A universally trustable third party key provider might not be a bad idea in itself, but a national government - any national government, I was not specifically referring to the US government - seems about as non-trustworthy as any third party gets. To my way of thinking, the whole point of cryptography is to allow the weak to protect themselves from the powerful, and giving the organization which is at least nominally the most powerful agent operating in one's area the opportunity to poison your crypto before you even begin seems... counterproductive.


There's a power curve though, yeah? That most powerful agent can just drag you off and apply rubber-hose cryptography. Or just drone your ass. At some point, worrying about what else they can do is kind of a whateverburger.

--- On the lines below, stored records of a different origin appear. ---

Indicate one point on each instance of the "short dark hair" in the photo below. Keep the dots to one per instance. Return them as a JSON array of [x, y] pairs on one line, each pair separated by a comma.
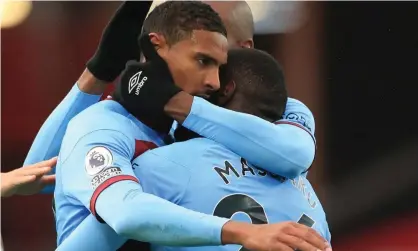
[[177, 19], [259, 80]]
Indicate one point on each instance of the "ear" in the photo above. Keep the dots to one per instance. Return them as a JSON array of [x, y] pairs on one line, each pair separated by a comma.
[[247, 44], [159, 42], [227, 93]]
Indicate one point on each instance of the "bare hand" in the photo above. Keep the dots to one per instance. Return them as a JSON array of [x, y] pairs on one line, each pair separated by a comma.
[[285, 236], [27, 180]]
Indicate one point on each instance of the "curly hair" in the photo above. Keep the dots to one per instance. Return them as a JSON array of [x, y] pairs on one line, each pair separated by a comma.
[[177, 19]]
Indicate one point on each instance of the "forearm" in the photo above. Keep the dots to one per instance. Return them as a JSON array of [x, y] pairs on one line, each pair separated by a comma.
[[281, 149], [89, 84], [92, 235], [145, 217]]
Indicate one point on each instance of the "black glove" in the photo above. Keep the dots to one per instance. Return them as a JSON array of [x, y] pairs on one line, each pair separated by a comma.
[[145, 88], [119, 42]]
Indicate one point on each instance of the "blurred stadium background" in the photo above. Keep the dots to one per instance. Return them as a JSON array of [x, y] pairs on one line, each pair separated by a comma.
[[352, 63]]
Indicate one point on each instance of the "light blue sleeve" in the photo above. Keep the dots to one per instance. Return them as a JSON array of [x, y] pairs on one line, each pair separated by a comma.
[[106, 185], [93, 163], [282, 149], [92, 235], [49, 138]]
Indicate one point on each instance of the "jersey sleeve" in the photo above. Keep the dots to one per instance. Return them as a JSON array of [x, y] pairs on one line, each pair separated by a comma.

They can do that, but it'snot cheap for them. Giving the government total, automated access to your communications - and that's what we're talking about here IMO - lets them (and you, admittedly) avoid the whole beating scene. In real terms, it would drastically change the balance of power.


> Giving the government total, automated access to your communications

Hello no. Absolutely not.

We're talking here about a state distributing USB keyz with a certificate to each citizen. The certificate is 'vouched' by the CA, it confirms the name of the citizen and it can be used to sign stuff thanks to private key cryptography.

One usage could be to access public websites, and use that USB key to log in and confirm your identity.


You're correct, I was distracted by some posts in this chain that seemed to be talking about using the key for encryption, not identification.

So the primary threat would be impersonation by the trusted party, which would erode the trust pretty quickly. I'm still a bit wary of this approach - do you think we'd manage to keep the keys from also being used for message encryption?

Where I live, there's actually a system somewhat like this in place - banks etc. can provide identity verification to websites upon request. You log in to the bank's system with your account and one-time pad they provide, and the bank tells you what information it will pass on to the requester. It seems pretty decent, and might actually be better than the USB key approach.


Certificates use asymmetric keys, they allow to exchange encrypted messages, among other things.

Now, that doesn't mean that we have to encrypt stuff. It could be used for the authentication/identification only if that's all one wants to do.

> It seems pretty decent, and might actually be better than the USB key approach.

Same thing. Look at RSA SecurID keys, they do certificate + OTP generators. I've had those at a previous organization, it was well integrated and nice to use.

The certificates provide the identity. A private key or an OTP allows for authentication.

There are multiple ways to handle the identity and the authentication with 2 factors. Exactly what to distribute and who will distribute it is an implementation details.


Sure, so the point is to avoid their notice. That's harder to do when they can snoop on your communications.


Not everyone is using encryption to stand up to the man... the national government isn't everyones prime adversary...


I wonder if there's a niche for a USB firewall dongle that you can plug anything in with and it will guarantee it's only treated as a file system or something else benign.


The device could be something like a modified USB condom, but with more processing power. It would have to have all drivers locked unless a sensor verified that nothing was plugged into the suspicious end, and use a fundamentally limited set of drivers. On connection, it looks for any filesystems on the suspicious device, mounts them, and offers them up by proxy as filesystems to the host machine. Nice idea.